Elephant in the room - Monocolumn | Monocle

Monocolumn

A daily bulletin of news & opinion

8 June 2015

The ongoing drama surrounding the construction of the new National Stadium in Tokyo, the centrepiece for the 2020 Olympics, took another twist at the weekend: the newspaper Sports Hochi revealed that the government is considering terminating its contract with London-based architect Zaha Hadid unless her design can be modified to allow the construction to come in on budget and on time.

The project has been troubled from the word go: the location in a green pocket of central Tokyo upset local residents; a number of noted Japanese architects came out against the scale and style of the design; and once the construction costs were calculated it turned out the government was looking at an astonishing bill of ¥300bn (over €2bn). After that uproar, modifications were made to the design last year in an attempt to reduce the costs. Hadid accused opponents of hypocrisy and xenophobia. To the dismay of many, the hoardings went up and the old National Stadium from the 1950s was finally demolished.

All systems go, you might have thought. Except it turns out that that the 80,000-seat stadium, as currently designed, might not be finished in time for the Rugby World Cup which Tokyo is hosting in 2019. Also, according to the Yomiuri Newspaper, construction is still going to cost at least ¥250bn (almost €2bn) and the government is now asking Tokyo to chip in for ¥50bn (€360m) or more. Tokyo governor Yoichi Masuzoe is furious, saying that the government can’t suddenly hit Tokyo citizens with such a vast – and potentially even larger – bill and compared it to the Imperial Army during the Second World War, hiding the real facts from the public.

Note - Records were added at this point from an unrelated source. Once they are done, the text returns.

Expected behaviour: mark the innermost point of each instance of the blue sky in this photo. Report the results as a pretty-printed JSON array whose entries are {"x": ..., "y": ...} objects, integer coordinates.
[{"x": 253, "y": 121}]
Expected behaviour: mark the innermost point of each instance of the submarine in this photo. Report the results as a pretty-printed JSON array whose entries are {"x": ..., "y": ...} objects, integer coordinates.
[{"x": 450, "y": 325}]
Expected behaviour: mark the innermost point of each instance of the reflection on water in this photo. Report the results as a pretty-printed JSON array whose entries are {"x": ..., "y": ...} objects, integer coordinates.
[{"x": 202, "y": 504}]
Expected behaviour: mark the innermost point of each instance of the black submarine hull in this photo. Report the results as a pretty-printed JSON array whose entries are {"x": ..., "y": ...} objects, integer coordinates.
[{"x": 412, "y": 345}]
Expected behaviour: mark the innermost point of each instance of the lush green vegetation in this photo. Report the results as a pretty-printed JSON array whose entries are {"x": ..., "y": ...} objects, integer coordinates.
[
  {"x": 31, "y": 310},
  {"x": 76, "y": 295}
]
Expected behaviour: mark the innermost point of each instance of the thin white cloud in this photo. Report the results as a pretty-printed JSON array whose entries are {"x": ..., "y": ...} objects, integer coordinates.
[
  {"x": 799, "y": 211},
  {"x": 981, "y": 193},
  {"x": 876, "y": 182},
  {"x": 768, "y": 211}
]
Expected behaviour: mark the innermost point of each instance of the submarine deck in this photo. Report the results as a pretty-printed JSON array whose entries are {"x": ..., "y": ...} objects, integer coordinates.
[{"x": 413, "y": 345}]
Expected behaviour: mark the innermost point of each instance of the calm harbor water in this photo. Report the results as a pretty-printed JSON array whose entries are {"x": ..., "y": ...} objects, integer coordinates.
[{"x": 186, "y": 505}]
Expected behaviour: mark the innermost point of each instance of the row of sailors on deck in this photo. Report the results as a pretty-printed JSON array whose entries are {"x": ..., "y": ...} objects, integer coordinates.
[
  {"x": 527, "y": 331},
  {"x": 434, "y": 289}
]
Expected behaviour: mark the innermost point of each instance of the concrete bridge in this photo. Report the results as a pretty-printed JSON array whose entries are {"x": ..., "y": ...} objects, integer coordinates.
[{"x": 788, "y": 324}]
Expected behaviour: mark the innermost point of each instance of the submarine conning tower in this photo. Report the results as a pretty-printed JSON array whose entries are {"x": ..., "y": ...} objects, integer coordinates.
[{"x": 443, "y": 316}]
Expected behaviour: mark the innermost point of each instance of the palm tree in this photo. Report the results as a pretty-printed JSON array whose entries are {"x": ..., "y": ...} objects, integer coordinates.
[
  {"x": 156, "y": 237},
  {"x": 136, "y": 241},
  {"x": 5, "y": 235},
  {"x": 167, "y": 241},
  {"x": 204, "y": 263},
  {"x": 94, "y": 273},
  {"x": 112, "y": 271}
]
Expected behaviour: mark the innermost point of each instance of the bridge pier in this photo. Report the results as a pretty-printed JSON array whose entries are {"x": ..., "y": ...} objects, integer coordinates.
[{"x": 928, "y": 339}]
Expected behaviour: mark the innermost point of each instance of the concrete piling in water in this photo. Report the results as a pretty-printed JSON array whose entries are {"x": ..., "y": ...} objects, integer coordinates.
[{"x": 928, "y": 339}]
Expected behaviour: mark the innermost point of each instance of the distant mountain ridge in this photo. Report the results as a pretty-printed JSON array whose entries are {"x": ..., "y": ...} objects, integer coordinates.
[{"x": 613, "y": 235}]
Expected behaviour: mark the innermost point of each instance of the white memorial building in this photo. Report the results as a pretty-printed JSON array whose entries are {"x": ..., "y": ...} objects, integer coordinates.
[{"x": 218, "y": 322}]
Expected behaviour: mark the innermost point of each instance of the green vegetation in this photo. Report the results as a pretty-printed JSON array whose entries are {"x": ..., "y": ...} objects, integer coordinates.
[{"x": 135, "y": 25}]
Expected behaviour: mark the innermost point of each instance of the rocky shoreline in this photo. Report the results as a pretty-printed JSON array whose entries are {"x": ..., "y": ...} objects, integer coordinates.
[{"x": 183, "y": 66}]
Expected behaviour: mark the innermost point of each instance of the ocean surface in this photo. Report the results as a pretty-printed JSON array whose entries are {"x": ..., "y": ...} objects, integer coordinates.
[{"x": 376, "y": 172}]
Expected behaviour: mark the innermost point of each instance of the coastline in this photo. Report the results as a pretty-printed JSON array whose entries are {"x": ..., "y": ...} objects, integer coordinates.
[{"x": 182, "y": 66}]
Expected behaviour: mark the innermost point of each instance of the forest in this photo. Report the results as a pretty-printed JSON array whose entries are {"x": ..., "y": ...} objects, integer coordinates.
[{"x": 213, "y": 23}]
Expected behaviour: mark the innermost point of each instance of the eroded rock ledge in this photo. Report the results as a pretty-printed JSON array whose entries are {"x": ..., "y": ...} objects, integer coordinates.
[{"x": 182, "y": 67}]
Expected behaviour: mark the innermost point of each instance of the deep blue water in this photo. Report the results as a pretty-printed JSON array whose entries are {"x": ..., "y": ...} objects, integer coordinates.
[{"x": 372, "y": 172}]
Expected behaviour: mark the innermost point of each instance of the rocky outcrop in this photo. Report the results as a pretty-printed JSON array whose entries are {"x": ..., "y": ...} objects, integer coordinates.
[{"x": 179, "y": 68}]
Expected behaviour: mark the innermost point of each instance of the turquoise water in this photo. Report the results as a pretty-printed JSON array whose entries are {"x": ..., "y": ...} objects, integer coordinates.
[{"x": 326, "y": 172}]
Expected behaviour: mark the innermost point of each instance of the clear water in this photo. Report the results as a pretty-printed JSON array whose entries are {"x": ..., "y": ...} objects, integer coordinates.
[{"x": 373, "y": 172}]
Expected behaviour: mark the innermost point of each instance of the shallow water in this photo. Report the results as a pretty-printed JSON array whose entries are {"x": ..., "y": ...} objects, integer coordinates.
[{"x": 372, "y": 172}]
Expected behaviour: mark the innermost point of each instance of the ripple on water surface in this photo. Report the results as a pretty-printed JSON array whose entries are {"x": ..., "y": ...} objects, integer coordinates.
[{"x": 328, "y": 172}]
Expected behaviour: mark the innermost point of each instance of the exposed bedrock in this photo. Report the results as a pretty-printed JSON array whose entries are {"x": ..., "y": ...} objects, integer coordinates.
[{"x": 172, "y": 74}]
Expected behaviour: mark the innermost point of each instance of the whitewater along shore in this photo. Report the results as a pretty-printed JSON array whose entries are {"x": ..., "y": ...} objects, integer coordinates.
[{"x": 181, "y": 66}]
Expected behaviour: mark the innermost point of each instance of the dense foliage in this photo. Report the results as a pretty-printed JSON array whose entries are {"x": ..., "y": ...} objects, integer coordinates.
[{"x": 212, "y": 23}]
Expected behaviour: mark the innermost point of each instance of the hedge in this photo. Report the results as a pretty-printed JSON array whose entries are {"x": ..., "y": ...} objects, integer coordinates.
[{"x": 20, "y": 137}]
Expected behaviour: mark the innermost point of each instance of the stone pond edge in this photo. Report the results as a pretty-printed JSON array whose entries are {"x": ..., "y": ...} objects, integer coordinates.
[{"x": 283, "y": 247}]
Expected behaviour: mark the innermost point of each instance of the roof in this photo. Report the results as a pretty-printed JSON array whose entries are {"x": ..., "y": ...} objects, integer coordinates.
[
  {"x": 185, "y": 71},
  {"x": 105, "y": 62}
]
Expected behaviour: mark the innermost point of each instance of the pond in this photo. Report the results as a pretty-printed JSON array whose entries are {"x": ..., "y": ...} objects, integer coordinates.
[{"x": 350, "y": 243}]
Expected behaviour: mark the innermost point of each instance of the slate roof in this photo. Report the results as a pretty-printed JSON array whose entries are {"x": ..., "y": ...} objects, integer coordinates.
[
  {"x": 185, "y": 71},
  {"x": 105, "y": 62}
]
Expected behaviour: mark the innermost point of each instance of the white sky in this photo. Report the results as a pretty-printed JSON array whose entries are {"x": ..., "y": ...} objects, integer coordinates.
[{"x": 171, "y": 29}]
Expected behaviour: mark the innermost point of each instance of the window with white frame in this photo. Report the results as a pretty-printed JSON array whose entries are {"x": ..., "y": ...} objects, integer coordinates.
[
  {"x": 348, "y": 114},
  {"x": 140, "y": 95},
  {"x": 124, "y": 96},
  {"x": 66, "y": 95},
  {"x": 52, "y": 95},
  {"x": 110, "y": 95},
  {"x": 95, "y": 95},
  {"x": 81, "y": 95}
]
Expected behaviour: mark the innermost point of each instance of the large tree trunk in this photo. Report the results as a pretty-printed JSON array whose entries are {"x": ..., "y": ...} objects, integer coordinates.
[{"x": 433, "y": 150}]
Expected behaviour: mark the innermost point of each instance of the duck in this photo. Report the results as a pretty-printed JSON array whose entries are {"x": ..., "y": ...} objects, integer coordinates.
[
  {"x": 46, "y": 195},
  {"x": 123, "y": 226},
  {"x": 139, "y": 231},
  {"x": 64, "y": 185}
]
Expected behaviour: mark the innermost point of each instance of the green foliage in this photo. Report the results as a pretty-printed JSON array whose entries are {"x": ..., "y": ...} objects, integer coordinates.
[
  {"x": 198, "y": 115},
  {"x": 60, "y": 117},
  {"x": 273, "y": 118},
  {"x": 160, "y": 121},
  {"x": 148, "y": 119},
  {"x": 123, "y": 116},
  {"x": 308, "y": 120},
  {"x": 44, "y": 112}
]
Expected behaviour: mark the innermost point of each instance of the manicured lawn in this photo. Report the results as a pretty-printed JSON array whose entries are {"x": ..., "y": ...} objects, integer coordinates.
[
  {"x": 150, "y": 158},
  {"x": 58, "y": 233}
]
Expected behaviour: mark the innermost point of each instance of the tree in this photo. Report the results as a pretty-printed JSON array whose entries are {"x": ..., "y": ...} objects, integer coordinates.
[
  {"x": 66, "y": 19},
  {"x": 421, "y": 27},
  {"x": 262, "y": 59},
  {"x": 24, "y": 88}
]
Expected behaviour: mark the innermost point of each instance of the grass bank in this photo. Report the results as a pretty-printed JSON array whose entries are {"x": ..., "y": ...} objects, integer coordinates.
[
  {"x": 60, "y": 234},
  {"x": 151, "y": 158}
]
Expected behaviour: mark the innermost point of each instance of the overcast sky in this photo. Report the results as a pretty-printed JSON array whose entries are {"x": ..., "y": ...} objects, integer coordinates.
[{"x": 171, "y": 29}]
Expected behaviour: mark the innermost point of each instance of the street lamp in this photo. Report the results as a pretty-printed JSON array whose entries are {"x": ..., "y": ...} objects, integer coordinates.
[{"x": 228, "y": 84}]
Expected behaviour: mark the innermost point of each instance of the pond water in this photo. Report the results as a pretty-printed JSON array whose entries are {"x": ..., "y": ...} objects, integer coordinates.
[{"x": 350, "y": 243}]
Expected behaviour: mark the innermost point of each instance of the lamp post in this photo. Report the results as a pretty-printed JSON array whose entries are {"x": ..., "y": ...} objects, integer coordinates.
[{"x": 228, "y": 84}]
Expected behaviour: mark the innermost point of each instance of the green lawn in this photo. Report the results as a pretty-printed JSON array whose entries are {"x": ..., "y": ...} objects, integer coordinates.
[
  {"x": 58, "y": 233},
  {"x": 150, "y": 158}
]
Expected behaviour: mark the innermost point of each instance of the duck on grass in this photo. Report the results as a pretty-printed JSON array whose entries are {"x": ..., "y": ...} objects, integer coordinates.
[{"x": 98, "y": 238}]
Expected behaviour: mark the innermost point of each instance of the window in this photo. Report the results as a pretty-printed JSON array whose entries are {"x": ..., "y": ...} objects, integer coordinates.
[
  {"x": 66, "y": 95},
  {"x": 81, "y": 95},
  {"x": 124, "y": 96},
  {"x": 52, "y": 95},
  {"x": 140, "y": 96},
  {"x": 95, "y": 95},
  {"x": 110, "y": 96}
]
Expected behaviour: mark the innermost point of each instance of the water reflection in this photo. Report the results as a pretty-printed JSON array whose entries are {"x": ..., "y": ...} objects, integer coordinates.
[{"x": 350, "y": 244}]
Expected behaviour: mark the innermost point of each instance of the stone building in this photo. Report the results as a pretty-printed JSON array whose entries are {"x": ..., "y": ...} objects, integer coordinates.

Last week the sports minister, Hakubun Shimomura, said that the complicated construction of the retractable roof should be delayed until after the 2020 Olympics but a group of architects led by Fumihiko Maki, the hugely-respected architect who has been leading the charge against the new stadium, has now come up with a more radical Plan B which involves dropping Hadid from the project altogether.

Maki has never hidden his objections to the design, which has been compared to everything from a spaceship to a turtle. He identified some of the key problems: the cost and amount of time needed to build the retractable roof; the difficulty of growing real grass under cover; and the high maintenance costs, which he thinks will run to ¥7bn (€50m) a year for the next half century. Team Maki’s new plan, released last week, is to scrap the retractable roof altogether and build a more conventional open stadium. The construction would be cheaper and quicker and the maintenance costs would be cut by nearly two-thirds. Building a stadium with 60,000 seats and 20,000 temporary seats, they argue, would also make it a more manageable venue after the Olympics. The construction team, they point out, is already in place but it’s a plan that leaves Hadid out of the equation.

Many felt that the best plan of all would have been to upgrade the old stadium and send out a powerful message about sustainability. But since it’s now a hole in the ground, that option is no longer available.

Fiona Wilson is Monocle’s bureau chief in Asia.